Jones launches new legal career
WINTON—January 1 not only brought a new year to the Roanoke-Chowan area, but a new 6B Judicial District Court judge.
On Saturday, a crowd of family members, friends, colleagues, government officials and supporters filled the Hertford County Courthouse to witness Thomas L. “Tom” Jones Jr. take the oath for his new role as a district court judge.
As Jones recited the oath, administered by Chief District Court Judge Thomas R. J. Newbern, his wife of 26 years, JoAnn, looked on while holding the Bible.
For Jones, and those who know him, the oath of office ceremony was a pinnacle of a law career that spans three decades.
Jones began his path toward law after graduating from the University of North Carolina at Chapel Hill in 1975 with a bachelor’s degree in English education. He then went to North Carolina Central University School of Law where he graduated in 1979.
For 30 years the Murfreesboro native practiced law out of a Main Street office in his hometown. The role as an attorney had him wearing many hats, including an attorney for Guardian ad Litem as a children’s advocate, and the attorney for the town of Conway. He is also a member of several professional and community organizations.
Jones won a bid for the district court judge seat in the November election, a position he is eager to take on with the same qualities that carried him through the past three decades intact.
“I will do what I promised what I said I would do to begin with,” Jones said to the audience just after taking the oath. “I’m not going to change; I’m still going to be Tom Jones Jr.”
Before Jones slipped into the judge’s robe, his law and judicial colleagues took the time to paint a picture of the Jones they have come to know.
After the opening of court by Hertford County Sheriff Juan Vaughan, 6B Senior Resident Superior Court Judge Cy A. Grant made his remarks to the new judge.
“In the past 28 years I have come to know Tom Jones as one of the finest attorneys in this area,” he said. “You couldn’t find any harder working attorney, one who not only justly represents his clients, but who was sincerely concerned about the case.”
Judge Grant said when he thought about Jones’ finest qualities, the one that stood out was his integrity.
“I can say that if Tom told you something, you could take it to the bank,” he said. “He would not mislead you.”
He continued, “And I feel confident that Tom will bring the same qualities of hard work, caring, concern and integrity to his new job as a district court judge.
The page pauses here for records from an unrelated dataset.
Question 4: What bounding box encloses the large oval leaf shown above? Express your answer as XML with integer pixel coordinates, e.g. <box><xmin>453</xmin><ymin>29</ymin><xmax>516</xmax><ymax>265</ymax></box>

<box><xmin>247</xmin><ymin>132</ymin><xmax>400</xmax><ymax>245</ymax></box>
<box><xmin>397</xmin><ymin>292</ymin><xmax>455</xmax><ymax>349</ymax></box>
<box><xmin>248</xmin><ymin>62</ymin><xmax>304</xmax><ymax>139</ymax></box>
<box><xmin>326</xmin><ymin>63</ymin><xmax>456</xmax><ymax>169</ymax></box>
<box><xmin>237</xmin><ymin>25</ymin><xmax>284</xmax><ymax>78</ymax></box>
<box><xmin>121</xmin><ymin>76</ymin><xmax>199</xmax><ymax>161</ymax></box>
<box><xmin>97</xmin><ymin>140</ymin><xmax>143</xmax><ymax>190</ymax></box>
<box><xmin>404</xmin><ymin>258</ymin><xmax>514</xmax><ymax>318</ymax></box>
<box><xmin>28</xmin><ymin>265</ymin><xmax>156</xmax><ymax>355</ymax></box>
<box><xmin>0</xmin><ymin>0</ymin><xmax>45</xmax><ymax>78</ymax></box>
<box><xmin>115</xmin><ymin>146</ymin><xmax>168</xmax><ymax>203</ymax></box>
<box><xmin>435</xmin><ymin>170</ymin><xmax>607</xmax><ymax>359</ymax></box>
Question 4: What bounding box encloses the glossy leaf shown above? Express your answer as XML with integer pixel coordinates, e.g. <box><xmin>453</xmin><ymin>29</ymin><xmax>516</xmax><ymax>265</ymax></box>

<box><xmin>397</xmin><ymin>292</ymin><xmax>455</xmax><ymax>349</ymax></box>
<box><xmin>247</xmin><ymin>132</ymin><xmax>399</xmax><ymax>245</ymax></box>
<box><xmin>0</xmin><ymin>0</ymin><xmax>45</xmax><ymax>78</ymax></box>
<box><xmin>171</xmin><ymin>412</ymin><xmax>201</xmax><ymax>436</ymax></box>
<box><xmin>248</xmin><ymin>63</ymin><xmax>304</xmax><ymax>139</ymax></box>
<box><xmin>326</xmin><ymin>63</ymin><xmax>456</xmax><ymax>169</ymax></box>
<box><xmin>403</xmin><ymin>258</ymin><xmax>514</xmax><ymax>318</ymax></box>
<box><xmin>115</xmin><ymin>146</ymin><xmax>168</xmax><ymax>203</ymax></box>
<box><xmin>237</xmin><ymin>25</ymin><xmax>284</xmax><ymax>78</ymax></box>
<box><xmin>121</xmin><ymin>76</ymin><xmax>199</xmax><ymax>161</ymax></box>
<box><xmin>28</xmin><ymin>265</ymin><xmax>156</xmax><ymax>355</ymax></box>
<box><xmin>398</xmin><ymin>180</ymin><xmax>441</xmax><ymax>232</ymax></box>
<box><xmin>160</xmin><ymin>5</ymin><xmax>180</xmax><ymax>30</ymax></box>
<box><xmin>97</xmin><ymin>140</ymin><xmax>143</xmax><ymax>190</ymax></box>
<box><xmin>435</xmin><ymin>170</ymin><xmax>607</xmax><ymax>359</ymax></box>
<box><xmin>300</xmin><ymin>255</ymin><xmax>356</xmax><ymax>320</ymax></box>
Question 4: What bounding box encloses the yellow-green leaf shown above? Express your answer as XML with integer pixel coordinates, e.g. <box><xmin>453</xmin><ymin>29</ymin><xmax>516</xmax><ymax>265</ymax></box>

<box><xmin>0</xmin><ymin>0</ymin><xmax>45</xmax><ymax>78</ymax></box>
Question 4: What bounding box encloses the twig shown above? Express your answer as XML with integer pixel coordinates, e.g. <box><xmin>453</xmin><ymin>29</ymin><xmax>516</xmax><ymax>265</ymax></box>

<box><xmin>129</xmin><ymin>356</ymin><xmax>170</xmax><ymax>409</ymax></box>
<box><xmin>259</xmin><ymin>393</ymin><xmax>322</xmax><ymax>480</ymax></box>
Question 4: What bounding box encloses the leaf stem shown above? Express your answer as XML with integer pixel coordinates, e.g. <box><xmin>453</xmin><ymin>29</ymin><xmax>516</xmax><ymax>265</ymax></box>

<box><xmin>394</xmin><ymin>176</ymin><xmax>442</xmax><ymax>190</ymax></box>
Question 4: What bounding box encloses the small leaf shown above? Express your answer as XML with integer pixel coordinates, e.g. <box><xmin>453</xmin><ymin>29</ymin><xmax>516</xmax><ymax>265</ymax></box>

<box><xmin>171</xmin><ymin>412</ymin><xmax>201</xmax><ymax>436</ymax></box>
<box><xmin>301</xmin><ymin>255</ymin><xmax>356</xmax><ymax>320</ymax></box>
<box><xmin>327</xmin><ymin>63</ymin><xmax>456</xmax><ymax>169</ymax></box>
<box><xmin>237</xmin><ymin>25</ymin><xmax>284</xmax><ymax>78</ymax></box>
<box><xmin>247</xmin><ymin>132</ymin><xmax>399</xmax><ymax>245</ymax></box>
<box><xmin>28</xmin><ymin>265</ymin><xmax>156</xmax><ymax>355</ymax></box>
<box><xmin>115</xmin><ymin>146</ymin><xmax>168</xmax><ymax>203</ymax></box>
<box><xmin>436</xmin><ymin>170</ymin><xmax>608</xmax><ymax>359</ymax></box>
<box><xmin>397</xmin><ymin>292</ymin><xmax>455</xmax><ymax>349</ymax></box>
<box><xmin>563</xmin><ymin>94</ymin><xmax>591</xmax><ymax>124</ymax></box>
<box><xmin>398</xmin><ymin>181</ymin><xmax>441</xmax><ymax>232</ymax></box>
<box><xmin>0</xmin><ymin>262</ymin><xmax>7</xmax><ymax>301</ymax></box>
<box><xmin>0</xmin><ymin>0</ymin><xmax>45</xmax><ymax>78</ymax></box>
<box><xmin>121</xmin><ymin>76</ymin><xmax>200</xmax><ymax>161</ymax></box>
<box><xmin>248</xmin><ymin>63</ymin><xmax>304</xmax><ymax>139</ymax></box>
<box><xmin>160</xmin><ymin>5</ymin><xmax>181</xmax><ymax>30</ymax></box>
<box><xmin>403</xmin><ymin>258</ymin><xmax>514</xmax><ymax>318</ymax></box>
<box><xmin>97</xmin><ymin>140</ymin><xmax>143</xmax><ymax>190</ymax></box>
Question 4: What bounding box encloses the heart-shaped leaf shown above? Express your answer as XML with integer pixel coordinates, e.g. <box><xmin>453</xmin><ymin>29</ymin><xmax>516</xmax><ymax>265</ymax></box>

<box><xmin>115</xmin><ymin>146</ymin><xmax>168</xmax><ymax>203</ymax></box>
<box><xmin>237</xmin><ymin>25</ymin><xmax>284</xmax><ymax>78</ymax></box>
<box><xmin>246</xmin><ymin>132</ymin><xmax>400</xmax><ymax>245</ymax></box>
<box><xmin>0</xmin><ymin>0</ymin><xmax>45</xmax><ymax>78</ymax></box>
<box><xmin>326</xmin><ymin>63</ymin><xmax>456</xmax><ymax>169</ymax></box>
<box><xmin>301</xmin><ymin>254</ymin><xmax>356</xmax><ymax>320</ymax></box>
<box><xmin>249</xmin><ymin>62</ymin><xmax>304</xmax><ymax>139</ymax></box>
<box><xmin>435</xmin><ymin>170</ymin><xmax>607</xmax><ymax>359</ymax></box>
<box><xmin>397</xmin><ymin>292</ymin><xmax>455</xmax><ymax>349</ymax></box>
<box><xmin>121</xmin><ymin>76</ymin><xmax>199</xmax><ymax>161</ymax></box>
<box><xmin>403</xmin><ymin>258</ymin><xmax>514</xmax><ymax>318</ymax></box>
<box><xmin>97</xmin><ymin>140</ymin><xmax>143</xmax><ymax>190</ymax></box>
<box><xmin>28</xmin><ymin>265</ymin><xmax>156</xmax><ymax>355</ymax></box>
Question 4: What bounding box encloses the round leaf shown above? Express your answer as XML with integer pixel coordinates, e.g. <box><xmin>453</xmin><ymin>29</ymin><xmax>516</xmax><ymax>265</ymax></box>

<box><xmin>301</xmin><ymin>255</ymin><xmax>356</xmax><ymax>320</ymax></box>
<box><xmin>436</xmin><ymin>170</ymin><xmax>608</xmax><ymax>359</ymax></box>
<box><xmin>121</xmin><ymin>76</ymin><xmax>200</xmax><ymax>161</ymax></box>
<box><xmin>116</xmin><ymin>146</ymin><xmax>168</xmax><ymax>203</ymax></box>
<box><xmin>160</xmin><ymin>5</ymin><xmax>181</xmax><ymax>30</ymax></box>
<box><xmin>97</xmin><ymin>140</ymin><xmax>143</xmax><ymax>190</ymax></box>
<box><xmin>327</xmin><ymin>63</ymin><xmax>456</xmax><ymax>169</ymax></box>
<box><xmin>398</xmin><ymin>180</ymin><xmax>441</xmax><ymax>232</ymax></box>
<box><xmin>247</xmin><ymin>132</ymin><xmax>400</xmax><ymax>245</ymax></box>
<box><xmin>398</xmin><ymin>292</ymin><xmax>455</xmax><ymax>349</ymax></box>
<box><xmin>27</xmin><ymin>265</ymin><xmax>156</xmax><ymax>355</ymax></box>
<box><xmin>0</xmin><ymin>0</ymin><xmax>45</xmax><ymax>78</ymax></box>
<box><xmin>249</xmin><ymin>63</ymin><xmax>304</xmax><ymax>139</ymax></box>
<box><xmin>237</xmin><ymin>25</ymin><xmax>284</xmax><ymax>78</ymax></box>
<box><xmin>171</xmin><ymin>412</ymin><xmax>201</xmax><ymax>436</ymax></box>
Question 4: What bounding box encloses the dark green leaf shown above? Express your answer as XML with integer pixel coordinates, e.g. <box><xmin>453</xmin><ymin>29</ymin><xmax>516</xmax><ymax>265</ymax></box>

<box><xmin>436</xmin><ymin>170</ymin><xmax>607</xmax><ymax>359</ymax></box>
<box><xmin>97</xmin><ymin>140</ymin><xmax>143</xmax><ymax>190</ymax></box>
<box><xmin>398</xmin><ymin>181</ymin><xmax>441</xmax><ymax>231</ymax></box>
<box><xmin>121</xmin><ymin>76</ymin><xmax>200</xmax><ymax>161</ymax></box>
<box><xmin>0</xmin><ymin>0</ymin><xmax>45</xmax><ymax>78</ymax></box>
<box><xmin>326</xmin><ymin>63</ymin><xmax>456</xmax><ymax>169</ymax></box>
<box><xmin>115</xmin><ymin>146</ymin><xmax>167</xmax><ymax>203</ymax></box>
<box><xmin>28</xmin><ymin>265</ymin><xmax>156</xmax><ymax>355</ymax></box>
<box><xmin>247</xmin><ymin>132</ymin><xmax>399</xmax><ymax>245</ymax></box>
Also, I’m just as confident, without any doubt, that Tom Jones will be an outstanding district court judge, one who not only will follow the letter and the spirit of the law, but a person who will treat all people justly and most importantly fairly.”
Grant concluded that he was looking forward to having Jones as a judicial colleague.
Bertie County Clerk of Court John Tyler, standing in for District Court Judge W. Rob Lewis II who was under the weather, echoed Grant’s comments while offering his congratulations to Jones.
“We look forward to working with you,” he said.
District Attorney Valerie M. Asbell gave Jones well wishes as she introduced Jones to the audience before he took the oath of office.
Asbell said met Jones 17 years ago, soon after she moved to Hertford County and began work as an assistant district attorney.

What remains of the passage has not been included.